Critical and Cultural Theory has never been more vibrant, nor more urgently needed, than today. Work in all areas of the Humanities has long been inextricably intertwined with critical reflection, often drawing from a multiplicity of disciplines, from philosophy and sociology to literary and visual studies. This module examines key developments in the development of critical and cultural theories, charting recent cultural and literary theory in historically and philosophically located ways.

Queer Theory and Praxis

This module aims to familiarise students with current theories of gender and sexuality, with a particular focus on literary and historical methodologies. You will learn about the effect of legal, medical, and moral frameworks on the emergence of forms of sexual identity worldwide and the impact of globalization on local forms of sexuality and sexual practice. You will work with Intersectional approaches to literary and cultural study that involve queer theory.

Feminist Theory

This module will consider some of the most important debates and trends in feminist literary theory over the last few decades. The module will consider the intersections of academic and popular, intellectual and activist dimensions of feminist literary theory; we also place emphasis on the articulation of feminist literary practice with representations of race, sexuality and class. Questions of reading practices, genre and canon-formation, as well as those of artistic expressions in response to the collaboration and conflict engaged between 'western', 'multicultural' and 'third world' feminisms will be some of the key themes that the module will explore.

Petrofiction: Studies in World Literature

This module studies the world literature of energy and natural resources, a critical category in the conjoined fields of the Energy and Environmental Humanities. We explore a range of works about that most combustible of planetary resources: oil.
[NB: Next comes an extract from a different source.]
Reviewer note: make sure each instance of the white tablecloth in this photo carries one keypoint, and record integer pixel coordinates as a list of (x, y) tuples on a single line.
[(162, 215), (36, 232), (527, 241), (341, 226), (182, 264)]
Our lives are saturated in oil – the most significant resource of the post-war capitalist world system. It is everywhere, especially in those places where it often appears abstract, scarce, or unseen.

Oil and its myriad refined products determine how and where we live, move, work and play; what we eat, wear, consume. It is heavily invested in the shaping of our political and physical landscapes. To think about oil is not solely to think about automobiles or derricks or spectacular spills or barrel prices. The computer or the phone (or even the paper!) on which you are reading this blurb could not be made – or brought to you – without this mineral. Oil’s universality makes it as controversial as it is ubiquitous in its apparent vitality and necessity as much as its toxicity. Energy, then, is as social a phenomenon as it is technological or a matter for engineering. Modern culture is a Hydrocarbon culture and recent scholarship has begun to engage with it as such, finding that oil, fossil fuels and other energy forms are deeply embedded in modern literature, art and culture.

World Literature in the Anthropocene

This module investigates the implications of the concept of the Anthropocene for literary-cultural studies on a world scale. Participants will read initially in the history of debates surrounding this term – denoting the advent of a geological era in which human action acquires decisive planetary force – as a way of revisiting conventional interpretive frameworks and categories, including questions of periodisation, comparative methodology and the ‘worlding’ of literary study. We will then take up a series of optics prompted by the Anthropocene and its counter-concepts (Capitalocene, Plantationocene, Growthocene et al.) to further explore the challenges of reading ecological crisis and culture in an era when it is no longer feasible to disarticulate human from so-called natural history. Texts range from literary works to field-specific criticism to theoretical writings, with an emphasis on the latter.